Portanto, os profissionais podem e devem pedir ajuda ao robô. Mas é preciso revisar atentamente depois e não confiar cegamente na ferramenta. Isso é o que estamos chamando fim do trabalho. O início do trabalho seria fazer perguntas mais abertas e antes de escrever qualquer coisa.
Que perguntas eu poderia fazer à parte contrária para obter uma confissão? Por quais ângulos eu devo analisar o caso para elaborar um parecer? O que o cliente deve me dizer antes de elaborar essa peça?

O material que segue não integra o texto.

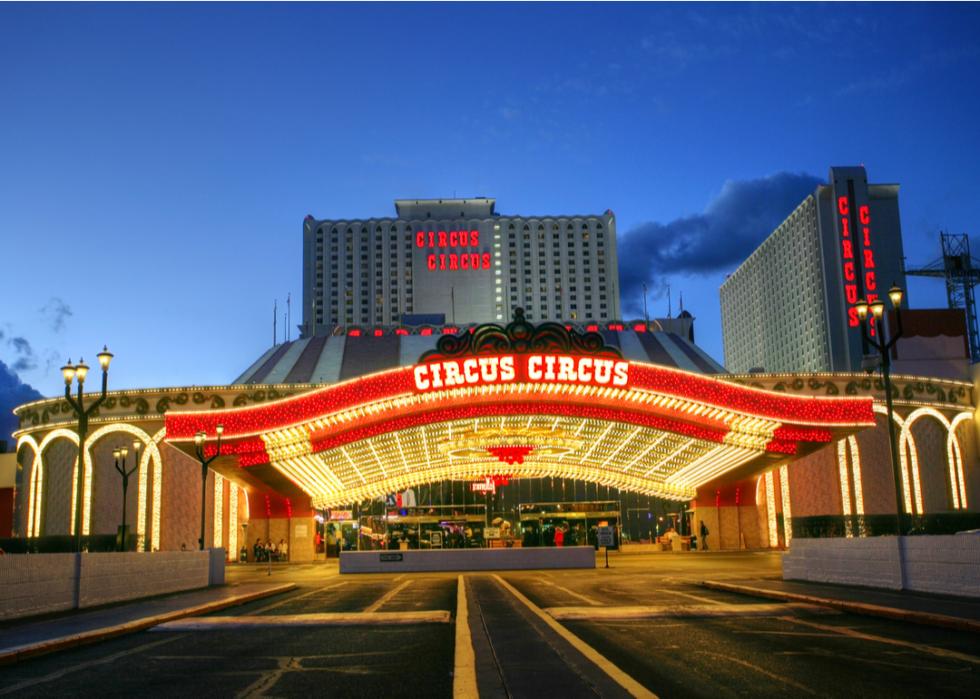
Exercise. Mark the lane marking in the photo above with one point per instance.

Aqui, no início do seu trabalho, no momento de refletir e pensar em táticas e estratégias, o robô vai lhe ser mais útil. Entretanto, isso é a realidade atual, e deve mudar em breve. Existem empresas e startups focadas em Direito que vão fazer essas ferramentas evoluírem num futuro não tão distante.
Quando as máquinas forem mais bem treinadas, especificamente com dados jurídicos, imaginamos que a taxa de erro vai desabar e novas possibilidades vão surgir. Será possível fazer peças e pesquisas com o máximo de granularidade.
Ao invés de pedir um acórdão que verse sobre insalubridade em hospitais, por exemplo, será possível pesquisar um acórdão que verse sobre insalubridade de enfermeiro que trabalhe 12×36 no período noturno de uma UTI sem pacientes com doenças infectocontagiosas e tendo mais atuação administrativa do que lidando com pacientes.
Vamos continuar testando novas possibilidades com as novas tecnologias. Aprendendo, trocando experiências e compartilhando nossas vivências. Todos os profissionais, independentemente da área de atuação, devem começar a fazer os testes nas ferramentas de IA, mesmo que eventuais, para começar a se familiarizar com essas ferramentas. Porque elas podem deixar de ser (pouco) úteis e se tornarem imprescindíveis um dia.